Some witchy friend says this is because something is going to happen. I'm
not sure.
A good thing about this is I'm remembering dreams now more than I ever have
in adulthood.
My feet still hurt today after this one:
As usual, I was in a hurry to get somewhere; it was crowded -- some kind of
festival or street fair is happening downtown. I need to find my children
to take them somewhere by a deadline; or get somewhere to pick up my
children but I can't find the way.
I am crushed and buffetted by the revellers.
Though my first goal is to meet
my deadline, I am inexplicably impelled by another need: the length of my
toenails is unacceptable, and will somehow doom an unspecified future enterprise.
I sit on a curb in a spot cleared by an ebb in the crowd and remove my Pumas.
On my keychain is a new toenail clippers.

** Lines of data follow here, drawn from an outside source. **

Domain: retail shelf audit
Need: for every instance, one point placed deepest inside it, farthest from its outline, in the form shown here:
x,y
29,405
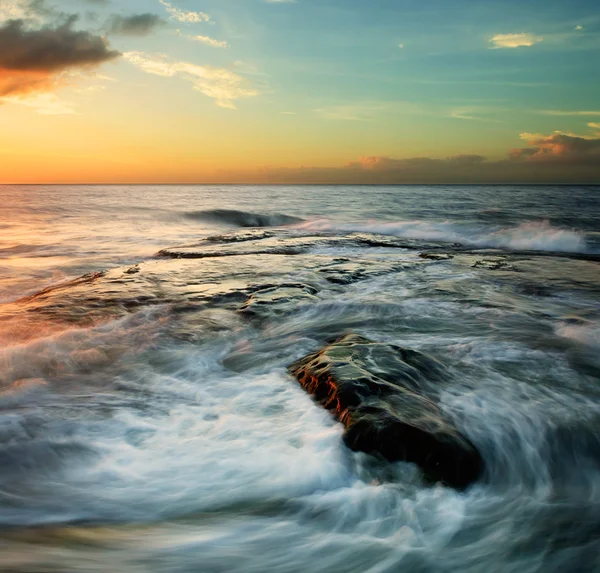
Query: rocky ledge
x,y
386,396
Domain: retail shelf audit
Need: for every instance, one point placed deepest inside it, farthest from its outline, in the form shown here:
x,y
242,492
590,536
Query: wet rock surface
x,y
386,395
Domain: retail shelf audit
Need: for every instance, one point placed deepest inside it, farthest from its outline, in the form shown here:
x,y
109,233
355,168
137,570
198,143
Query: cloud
x,y
207,40
134,25
554,158
220,84
559,146
22,10
34,60
184,16
567,112
515,40
351,112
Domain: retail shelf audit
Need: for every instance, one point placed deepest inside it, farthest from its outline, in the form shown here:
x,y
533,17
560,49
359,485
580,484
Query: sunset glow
x,y
306,91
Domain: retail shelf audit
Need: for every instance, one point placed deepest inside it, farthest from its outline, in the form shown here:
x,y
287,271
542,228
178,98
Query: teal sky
x,y
307,90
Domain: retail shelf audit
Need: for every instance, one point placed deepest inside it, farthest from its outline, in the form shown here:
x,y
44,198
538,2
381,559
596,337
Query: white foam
x,y
531,235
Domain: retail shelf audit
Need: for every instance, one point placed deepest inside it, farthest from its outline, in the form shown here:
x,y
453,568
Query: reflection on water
x,y
148,421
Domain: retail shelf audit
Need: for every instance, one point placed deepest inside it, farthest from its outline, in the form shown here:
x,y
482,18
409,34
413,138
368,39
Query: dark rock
x,y
385,395
278,299
436,256
494,265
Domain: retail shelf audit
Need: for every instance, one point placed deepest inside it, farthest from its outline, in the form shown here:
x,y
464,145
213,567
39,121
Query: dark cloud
x,y
559,147
32,60
134,25
553,159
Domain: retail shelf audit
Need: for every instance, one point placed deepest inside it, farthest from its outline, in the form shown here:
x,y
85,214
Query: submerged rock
x,y
436,256
385,395
277,299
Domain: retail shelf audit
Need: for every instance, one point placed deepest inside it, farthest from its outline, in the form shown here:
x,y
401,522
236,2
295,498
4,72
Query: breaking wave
x,y
528,236
243,218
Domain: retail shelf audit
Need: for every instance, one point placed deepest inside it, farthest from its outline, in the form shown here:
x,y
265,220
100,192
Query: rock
x,y
278,299
494,265
386,397
436,256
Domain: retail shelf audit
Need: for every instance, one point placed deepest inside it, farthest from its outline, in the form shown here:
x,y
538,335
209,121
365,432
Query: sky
x,y
299,91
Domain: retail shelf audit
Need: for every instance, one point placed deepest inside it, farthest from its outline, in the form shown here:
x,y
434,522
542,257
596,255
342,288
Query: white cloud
x,y
12,9
515,40
184,16
44,103
220,84
207,40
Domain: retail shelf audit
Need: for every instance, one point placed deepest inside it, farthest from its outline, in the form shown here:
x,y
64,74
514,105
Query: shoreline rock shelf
x,y
385,396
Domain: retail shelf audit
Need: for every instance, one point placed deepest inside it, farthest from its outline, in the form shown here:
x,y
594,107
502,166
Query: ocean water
x,y
148,424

No one in the crowd finds my behavior
strange.
The toenails themselves are an easy job, and I am soon finished. My feet have
though, taken on other strange features: in place of callouses, each of my feet
has grown a tough chromed plastic flange. All around the edges of each foot is
this shiny matter, which of course must be carefully removed. I clip, and
trim larger and larger (now practically bite-sized) chunks of flange material.

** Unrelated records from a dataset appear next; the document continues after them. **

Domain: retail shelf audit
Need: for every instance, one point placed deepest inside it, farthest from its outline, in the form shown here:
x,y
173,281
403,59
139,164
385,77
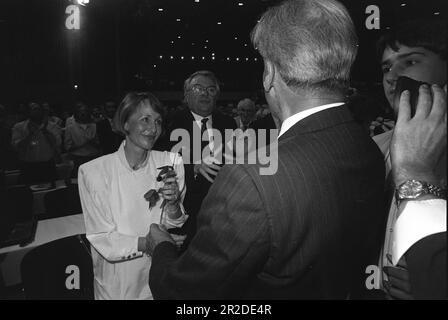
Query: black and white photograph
x,y
223,154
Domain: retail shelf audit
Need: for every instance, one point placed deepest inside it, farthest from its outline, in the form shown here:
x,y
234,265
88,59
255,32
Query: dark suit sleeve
x,y
426,261
230,247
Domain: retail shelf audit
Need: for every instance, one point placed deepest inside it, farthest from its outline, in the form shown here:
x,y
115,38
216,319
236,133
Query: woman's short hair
x,y
312,43
430,34
129,105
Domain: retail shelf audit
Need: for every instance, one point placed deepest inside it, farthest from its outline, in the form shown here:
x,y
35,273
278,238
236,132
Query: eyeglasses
x,y
212,90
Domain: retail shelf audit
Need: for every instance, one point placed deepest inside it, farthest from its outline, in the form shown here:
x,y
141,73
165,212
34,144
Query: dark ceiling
x,y
133,44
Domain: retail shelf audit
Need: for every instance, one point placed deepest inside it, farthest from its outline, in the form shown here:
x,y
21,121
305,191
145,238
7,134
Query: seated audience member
x,y
37,142
81,140
263,111
246,114
108,136
419,234
201,92
308,228
7,157
416,49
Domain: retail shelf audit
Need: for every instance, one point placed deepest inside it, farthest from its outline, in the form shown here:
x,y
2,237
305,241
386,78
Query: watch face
x,y
411,189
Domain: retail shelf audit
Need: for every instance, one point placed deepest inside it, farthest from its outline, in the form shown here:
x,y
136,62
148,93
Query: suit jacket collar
x,y
319,121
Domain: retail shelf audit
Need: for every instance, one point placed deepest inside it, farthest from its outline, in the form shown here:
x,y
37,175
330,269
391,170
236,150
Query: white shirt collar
x,y
292,120
124,161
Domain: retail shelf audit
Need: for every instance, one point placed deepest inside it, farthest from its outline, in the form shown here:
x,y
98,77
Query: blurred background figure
x,y
109,138
37,142
263,111
81,140
97,114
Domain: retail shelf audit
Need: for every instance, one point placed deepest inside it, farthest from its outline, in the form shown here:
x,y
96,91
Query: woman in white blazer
x,y
117,214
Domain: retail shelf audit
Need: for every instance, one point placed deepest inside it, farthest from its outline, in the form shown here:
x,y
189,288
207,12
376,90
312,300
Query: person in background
x,y
117,215
7,157
97,114
201,92
246,114
80,140
37,143
419,251
109,138
416,49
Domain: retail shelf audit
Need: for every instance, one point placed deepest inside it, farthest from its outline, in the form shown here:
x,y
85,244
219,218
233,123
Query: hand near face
x,y
419,142
156,235
398,285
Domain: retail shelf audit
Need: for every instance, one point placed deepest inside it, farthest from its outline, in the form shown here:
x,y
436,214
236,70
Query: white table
x,y
63,171
47,231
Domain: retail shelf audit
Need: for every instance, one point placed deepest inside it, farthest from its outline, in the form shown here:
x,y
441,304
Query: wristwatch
x,y
413,189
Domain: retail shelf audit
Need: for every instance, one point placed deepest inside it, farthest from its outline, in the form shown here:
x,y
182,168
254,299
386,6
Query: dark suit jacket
x,y
306,232
198,187
426,261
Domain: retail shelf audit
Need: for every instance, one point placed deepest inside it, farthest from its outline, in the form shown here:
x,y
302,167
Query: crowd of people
x,y
338,202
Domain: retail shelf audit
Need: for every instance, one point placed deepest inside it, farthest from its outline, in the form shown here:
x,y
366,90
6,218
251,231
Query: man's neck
x,y
292,104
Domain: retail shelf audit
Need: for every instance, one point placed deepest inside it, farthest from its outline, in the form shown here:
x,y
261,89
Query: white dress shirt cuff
x,y
418,220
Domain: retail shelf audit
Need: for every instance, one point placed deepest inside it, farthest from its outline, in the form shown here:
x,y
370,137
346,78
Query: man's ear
x,y
268,75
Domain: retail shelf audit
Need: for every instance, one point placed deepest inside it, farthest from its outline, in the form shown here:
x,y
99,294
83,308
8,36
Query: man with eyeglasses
x,y
201,91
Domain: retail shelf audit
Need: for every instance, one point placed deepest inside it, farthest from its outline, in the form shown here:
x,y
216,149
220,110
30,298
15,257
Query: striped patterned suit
x,y
306,232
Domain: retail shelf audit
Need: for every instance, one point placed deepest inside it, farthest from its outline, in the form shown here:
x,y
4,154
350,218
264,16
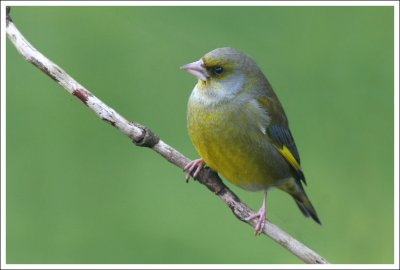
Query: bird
x,y
239,128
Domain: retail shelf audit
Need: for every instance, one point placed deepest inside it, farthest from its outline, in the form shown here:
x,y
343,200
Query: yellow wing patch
x,y
285,152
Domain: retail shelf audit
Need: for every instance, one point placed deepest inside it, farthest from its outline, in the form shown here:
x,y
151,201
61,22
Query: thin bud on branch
x,y
144,137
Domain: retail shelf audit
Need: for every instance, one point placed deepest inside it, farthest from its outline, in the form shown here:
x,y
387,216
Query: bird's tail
x,y
299,195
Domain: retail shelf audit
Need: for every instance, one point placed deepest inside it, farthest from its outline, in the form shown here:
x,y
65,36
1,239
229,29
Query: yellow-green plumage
x,y
240,129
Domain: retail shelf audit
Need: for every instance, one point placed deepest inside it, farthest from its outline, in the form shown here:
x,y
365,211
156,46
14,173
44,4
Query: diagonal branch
x,y
144,137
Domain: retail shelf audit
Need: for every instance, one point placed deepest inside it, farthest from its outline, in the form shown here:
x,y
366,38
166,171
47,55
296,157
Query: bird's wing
x,y
278,131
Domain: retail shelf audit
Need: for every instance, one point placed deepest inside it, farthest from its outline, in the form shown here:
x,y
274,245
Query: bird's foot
x,y
260,215
193,168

My tool is failing me. Its crescent-shaped blades make an incredible scalloped mess
of my hitherto smooth-edged feet. Vainly I keep snipping, trying to even things out.

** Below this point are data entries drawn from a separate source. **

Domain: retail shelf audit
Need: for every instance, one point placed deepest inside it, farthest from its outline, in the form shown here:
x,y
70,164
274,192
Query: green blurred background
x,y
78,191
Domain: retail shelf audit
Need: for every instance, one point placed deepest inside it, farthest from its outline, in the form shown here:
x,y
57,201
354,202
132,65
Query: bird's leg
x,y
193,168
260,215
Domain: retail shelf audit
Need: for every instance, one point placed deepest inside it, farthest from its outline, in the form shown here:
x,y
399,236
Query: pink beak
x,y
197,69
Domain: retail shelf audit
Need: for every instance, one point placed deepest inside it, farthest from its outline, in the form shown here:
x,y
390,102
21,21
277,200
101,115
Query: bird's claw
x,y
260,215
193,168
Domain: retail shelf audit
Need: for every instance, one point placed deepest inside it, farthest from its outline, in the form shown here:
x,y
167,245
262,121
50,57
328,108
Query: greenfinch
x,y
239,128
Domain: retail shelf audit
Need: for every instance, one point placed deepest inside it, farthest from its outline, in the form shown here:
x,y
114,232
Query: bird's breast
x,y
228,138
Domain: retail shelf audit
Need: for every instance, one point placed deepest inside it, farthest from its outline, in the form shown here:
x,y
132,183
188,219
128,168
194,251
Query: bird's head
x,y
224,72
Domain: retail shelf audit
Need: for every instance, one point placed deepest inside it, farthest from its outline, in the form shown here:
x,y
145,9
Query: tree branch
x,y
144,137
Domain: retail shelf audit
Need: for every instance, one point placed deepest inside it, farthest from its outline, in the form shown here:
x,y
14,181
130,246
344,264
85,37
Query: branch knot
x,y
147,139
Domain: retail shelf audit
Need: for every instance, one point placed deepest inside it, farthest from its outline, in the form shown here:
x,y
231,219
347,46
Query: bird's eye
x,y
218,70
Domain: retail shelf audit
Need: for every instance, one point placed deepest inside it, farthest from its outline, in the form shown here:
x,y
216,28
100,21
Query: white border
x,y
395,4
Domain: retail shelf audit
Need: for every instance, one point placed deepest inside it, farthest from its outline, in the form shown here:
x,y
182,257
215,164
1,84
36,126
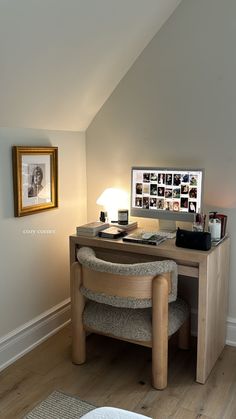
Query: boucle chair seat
x,y
136,302
131,324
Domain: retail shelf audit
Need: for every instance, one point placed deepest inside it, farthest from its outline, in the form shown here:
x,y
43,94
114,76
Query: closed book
x,y
91,229
112,233
126,227
140,238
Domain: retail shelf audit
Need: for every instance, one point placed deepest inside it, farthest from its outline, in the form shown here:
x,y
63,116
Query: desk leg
x,y
212,309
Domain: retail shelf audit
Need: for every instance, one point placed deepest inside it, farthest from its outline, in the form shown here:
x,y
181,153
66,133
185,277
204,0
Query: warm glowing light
x,y
113,199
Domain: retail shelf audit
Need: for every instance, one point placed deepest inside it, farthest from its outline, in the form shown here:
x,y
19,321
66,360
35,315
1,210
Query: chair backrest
x,y
123,285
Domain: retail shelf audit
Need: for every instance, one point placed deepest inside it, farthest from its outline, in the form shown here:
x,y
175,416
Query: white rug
x,y
60,406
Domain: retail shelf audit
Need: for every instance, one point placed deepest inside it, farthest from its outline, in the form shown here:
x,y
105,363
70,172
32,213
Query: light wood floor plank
x,y
118,374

This is not painful, since the chrome flange is extraneous build-up -- like
callouses. But my anxiety grows due to my tardiness and the shoddy job of chrome
trimming. I now notice that the edges of each of my feet has the look of a
cross-sectioned strawberry toaster pastry, with frosting. In fact, instead of
feet -- now that the chrome is gone -- I have oversided Pop Tarts, bitten into crude,
three-toed, scalloped-edged cartoon feet. I can't get my Pumas back on.
I'm not sure if I ever kept the engagement I was supposed to keep with my kids.